For a different perspective on what actually happened at the AGM read Nathan Geffen’s commentary and my and others’ letters of clarification appended to it.
Not only did Price engage the chaos, he embraced it and its “New Reality”!
With regard to the current VC, I still believe that, when she assumed office, eminent (NRF B-rated) mathematics educationalist and Professor Phakeng wanted to constructively transform UCT along non-racial lines through her Team’s Vision 2030 without compromising Afro-centric excellence in favour of pseudo-Europeanism. This goal required shifting power back ‘uphill’ from the corporate managers in Bremner Administration Building to the educators, knowledge hungry students and innovative researchers who made and maintain UCT Africa’s premier really REAL university in the sense of Price’s and Phakeng’s predecessor VC Professor Thomas B. Davie.
However and very sadly, Phakeng’s sense of urgency and her ‘do-your-job’, ‘my-way-or-the-highway’ style of management alienated recalcitrant people essential to achieving that goal. The recent resignation of admin keystone, Registrar Royston Pillay, is for me an irretrievable loss.
Moreover, when attacked by radical destructive decolonist elements within and without UCT, Phakeng was unable to hold them accountable and/or challenge them to unfettered rational debate. Her enemies now traverse the full racial and ideological spectrum of UCT’s community. Her allies, outside of highly loyal, Fallist-silenced, Black students, are few.
In short, Phakeng’s inability to gain the respect of – and unite – key people or lead a well-coordinated team necessary to put her vision into effect has fatally wounded her administration.

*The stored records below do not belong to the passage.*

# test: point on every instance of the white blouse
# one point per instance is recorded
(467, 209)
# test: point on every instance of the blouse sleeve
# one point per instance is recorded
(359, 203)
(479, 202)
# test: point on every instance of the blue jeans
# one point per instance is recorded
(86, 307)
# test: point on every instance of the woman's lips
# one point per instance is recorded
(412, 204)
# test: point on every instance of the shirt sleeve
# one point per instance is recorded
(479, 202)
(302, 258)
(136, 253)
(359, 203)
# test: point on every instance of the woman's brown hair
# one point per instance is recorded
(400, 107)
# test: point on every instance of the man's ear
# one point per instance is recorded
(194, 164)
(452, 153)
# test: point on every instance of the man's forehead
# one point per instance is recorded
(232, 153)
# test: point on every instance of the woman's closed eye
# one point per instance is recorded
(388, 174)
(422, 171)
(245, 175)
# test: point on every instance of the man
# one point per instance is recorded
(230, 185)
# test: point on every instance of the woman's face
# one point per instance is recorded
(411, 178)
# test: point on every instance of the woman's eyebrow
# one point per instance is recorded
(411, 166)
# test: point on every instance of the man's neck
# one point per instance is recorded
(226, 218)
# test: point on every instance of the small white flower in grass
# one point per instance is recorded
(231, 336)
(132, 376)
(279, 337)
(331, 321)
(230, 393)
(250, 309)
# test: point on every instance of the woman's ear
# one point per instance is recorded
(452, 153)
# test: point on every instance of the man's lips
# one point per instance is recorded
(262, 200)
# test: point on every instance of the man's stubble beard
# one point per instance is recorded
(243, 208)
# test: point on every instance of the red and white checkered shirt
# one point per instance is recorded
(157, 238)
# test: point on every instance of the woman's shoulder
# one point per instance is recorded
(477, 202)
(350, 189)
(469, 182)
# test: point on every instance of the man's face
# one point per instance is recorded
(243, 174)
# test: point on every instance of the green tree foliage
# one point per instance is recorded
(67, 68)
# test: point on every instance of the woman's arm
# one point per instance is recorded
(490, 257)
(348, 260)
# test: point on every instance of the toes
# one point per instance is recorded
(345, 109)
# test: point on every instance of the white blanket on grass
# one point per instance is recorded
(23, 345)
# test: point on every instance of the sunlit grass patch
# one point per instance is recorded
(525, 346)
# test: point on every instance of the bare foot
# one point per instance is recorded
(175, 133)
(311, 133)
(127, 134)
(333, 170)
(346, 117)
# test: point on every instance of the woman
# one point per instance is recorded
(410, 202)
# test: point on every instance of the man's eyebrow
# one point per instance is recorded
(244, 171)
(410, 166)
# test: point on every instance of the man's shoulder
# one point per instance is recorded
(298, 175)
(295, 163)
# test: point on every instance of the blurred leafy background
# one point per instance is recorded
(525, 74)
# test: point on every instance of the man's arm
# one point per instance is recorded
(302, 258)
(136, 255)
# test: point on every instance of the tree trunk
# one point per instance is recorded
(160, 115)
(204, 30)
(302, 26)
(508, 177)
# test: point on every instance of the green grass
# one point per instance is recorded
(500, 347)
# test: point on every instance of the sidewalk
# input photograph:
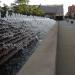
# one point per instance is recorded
(42, 62)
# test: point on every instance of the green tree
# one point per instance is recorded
(22, 1)
(4, 10)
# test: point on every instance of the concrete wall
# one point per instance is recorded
(43, 60)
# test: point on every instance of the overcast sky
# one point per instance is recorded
(66, 3)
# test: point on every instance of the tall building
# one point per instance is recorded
(52, 10)
(71, 11)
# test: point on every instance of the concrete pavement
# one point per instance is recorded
(42, 62)
(66, 49)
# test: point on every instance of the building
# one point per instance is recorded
(52, 10)
(71, 11)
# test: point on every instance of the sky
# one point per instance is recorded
(65, 3)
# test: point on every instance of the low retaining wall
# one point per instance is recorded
(43, 60)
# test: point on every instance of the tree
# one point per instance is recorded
(22, 1)
(4, 10)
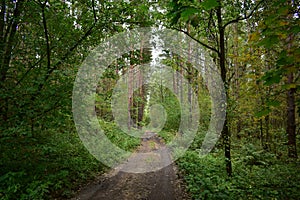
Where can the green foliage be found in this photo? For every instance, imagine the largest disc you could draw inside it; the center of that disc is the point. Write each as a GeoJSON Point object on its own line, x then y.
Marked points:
{"type": "Point", "coordinates": [118, 137]}
{"type": "Point", "coordinates": [257, 175]}
{"type": "Point", "coordinates": [56, 165]}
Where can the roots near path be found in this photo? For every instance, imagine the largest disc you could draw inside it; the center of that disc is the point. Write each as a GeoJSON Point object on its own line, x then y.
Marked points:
{"type": "Point", "coordinates": [162, 184]}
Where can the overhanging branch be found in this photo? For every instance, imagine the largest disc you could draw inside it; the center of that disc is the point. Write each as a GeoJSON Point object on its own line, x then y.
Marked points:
{"type": "Point", "coordinates": [200, 42]}
{"type": "Point", "coordinates": [239, 18]}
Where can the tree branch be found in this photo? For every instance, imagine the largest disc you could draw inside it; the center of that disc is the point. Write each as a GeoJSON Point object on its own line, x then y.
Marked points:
{"type": "Point", "coordinates": [200, 42]}
{"type": "Point", "coordinates": [239, 18]}
{"type": "Point", "coordinates": [46, 36]}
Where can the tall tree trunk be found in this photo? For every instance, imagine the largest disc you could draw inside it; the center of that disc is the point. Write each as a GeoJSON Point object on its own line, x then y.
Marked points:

Therefore, tragically, she should accept the New Reality and quietly resign.
However, I fear that she will go down fighting for her Vision 2030.

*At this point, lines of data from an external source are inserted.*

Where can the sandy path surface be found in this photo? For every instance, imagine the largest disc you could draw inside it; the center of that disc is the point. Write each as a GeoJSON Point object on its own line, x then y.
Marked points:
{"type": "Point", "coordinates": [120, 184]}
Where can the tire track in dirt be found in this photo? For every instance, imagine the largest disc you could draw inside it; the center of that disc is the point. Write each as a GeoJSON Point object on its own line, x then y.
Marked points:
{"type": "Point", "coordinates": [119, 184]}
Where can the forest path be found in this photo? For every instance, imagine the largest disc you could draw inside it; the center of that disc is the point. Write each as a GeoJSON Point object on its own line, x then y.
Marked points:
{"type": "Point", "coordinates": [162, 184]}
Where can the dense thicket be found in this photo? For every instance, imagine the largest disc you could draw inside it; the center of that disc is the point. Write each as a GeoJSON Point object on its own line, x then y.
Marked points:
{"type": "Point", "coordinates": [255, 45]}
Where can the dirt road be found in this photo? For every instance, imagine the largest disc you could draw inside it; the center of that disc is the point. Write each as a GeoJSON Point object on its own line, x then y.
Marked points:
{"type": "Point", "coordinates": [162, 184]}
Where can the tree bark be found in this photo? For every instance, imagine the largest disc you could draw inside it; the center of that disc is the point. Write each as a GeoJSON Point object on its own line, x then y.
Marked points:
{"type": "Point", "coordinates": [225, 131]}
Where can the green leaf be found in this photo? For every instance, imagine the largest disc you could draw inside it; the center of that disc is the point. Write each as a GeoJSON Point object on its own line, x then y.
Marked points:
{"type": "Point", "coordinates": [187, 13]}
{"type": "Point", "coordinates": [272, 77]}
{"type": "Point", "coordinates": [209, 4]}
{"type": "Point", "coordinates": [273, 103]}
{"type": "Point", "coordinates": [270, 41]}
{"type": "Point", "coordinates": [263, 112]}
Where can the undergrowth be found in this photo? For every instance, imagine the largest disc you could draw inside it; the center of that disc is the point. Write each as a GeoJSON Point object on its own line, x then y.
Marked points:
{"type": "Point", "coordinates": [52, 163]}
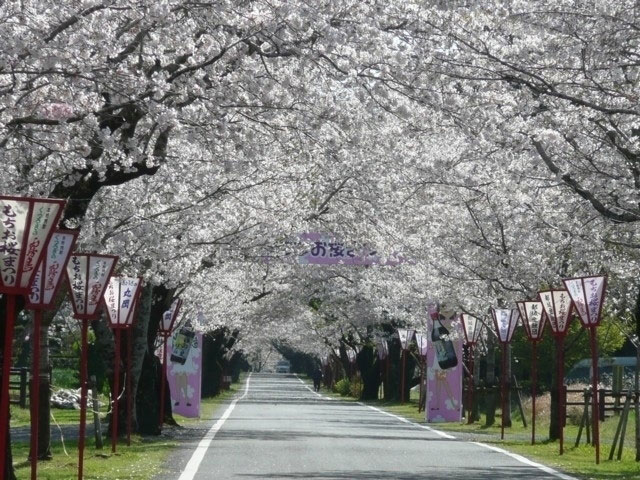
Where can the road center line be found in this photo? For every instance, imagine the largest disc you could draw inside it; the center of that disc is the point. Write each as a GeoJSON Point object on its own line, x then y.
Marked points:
{"type": "Point", "coordinates": [515, 456]}
{"type": "Point", "coordinates": [194, 462]}
{"type": "Point", "coordinates": [526, 461]}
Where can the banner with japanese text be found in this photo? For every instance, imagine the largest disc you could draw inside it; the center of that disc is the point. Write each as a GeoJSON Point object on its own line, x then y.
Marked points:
{"type": "Point", "coordinates": [444, 371]}
{"type": "Point", "coordinates": [184, 371]}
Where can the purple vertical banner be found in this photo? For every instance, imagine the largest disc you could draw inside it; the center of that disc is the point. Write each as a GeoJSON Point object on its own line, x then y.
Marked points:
{"type": "Point", "coordinates": [444, 371]}
{"type": "Point", "coordinates": [184, 371]}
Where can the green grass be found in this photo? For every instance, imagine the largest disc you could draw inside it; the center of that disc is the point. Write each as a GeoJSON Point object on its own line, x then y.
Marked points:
{"type": "Point", "coordinates": [140, 461]}
{"type": "Point", "coordinates": [20, 417]}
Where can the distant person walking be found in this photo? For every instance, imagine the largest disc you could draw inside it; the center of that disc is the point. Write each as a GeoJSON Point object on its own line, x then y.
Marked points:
{"type": "Point", "coordinates": [317, 379]}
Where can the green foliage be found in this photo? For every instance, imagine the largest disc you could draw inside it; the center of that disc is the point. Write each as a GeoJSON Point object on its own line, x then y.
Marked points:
{"type": "Point", "coordinates": [355, 388]}
{"type": "Point", "coordinates": [66, 378]}
{"type": "Point", "coordinates": [610, 339]}
{"type": "Point", "coordinates": [343, 387]}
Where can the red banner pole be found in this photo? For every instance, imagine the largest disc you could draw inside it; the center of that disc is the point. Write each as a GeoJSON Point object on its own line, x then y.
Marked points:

Read Part 4 for my ‘end-of-the-road’ scenario.
Mpho Tladi
Let me be the first to respond here to this. This piece seems like an endorsement of the ‘status quo’ while this isn’t obvious one can see that it muzzles down the issue of transformation into a focus on sideshows and administrative quarrels. I wish Prof Crowe could shed more light on Vision 2030 and what it entails instead of glamorising a still born 2012 ‘non-racial undergraduate admissions policy’. Has the Prof even engaged the Vision 2030?
It looks like this piece leans more towards preserving the very pseudo European nature of UCT it so dismally tries to condemn.